Governo

L’Aquila è il simbolo del fallimento italiano

6 Aprile 2015

L’Aquila è il simbolo dell’Italia. L’Aquila è l’emblema di uno Stato assente, che interviene sulle emergenze con annunci roboanti, dimenticandole totalmente quando la grancassa mediatica si rivolge altrove. L’Aquila è lì a ricordarci, ogni 6 aprile, che gli scandali e i ritardi avvenuti in Irpinia dopo il sisma del 1980 sono eventi ripetibili anche a distanza di decenni.

La (presunta) ricostruzione in Abruzzo è dunque il tragico racconto di un fallimento tutto italiano. La concausa di fattori, che hanno sostanzialmente bloccato questa ricostruzione, è un tipico male del Paese in cui viviamo. L’allora presidente del Consiglio, Silvio Berlusconi, è sicuramente responsabile del disastro. Ma è pur vero che né Mario Monti, né Enrico Letta né tantomeno Matteo Renzi hanno mai messo in agenda un piano concreto di ricostruzione dell’Aquila. La questione è scivolata via con la complicità di un’opinione pubblica orami annoiata rispetto al terremoto del 6 aprile 2009.

Del resto, bisogna ammettere, che l’Aquila è un problema che non fa neppure notizia. Viene celebrato l’anniversario, la gente scende in piazza, c’è la commozione del ricordo e poi tutto torna nell’oblio. Quindi perché mai un leader politico dovrebbe attivarsi? Quanti vota garantisce un impegno reale sul tema? Pochi, troppo pochi per mobilitare le energie necessarie. E probabilmente per questo motivo i cittadini hanno cominciato a rassegnarsi all’andazzo generale.
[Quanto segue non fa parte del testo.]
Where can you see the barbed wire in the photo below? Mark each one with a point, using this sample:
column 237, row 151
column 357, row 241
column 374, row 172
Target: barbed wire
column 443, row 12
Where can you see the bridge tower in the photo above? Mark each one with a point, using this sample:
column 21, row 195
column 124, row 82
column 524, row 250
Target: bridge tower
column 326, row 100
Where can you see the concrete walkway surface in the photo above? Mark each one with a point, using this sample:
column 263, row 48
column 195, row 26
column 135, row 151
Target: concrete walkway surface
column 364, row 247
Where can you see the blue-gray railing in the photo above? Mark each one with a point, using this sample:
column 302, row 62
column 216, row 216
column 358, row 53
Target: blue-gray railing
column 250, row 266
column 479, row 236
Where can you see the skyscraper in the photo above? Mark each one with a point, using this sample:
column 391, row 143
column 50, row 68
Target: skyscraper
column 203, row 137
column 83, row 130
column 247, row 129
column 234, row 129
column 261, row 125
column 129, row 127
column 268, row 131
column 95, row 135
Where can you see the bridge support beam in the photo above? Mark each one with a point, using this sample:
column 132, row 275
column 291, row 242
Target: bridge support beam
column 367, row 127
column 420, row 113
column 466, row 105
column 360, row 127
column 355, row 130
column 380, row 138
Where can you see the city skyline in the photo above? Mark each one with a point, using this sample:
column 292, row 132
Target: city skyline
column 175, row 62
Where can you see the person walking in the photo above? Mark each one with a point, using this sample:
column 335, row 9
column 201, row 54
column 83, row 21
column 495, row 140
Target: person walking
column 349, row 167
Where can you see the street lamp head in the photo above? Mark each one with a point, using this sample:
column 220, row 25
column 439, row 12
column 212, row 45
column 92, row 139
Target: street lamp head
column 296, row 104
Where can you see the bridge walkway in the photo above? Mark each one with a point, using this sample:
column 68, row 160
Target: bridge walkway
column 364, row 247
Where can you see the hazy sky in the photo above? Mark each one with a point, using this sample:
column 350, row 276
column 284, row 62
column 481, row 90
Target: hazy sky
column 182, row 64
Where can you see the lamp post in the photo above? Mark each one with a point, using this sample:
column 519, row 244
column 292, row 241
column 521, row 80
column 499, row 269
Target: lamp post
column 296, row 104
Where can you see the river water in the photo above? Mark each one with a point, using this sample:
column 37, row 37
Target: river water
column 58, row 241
Di fronte al disinteresse nazionale, l’unica soluzione è quella di trovare delle alternative: una sana dose di pragmatismo deve sovrastare l’iniziale speranza. Magari qualcuno aveva sognato che l’Abruzzo non diventasse l’Irpinia del Terzo Milllennio. Ma non è andata così e, anzi, rischia di andare sempre peggio alla luce del fatto che questi non sono gli anni Ottanta dal punto di vista economico.

Maria Corbi, su La Stampa, ha raccontato, in un reportage, la situazione della città abruzzese. E mi ha particolarmente colpito un aspetto del suo articolo: nella parte finale dedica un passaggio alle scuole.

Nessun istituto è stato ancora ricostruito, nonostante i soldi per farlo, 44 milioni, sono nelle casse comunali da metà del 2013.

Propria la scuola, la base fondamentale (non solo simbolica) per il rifiorire di una comunità, è abbandonata a se stessa. Dimenticata da tutti. Allora penso una cosa, sincera, da cittadino. Sarebbe un gesto apprezzabile se qualcuno andasse in televisione per chiedere pubblicamente scusa ai cittadini dell’Aquila, ammettendo che in quella città si è consumato uno dei peggiori fallimenti italiani della storia contemporanea. Non sarà una consolazione, ma potrebbe essere un parziale risarcimento morale.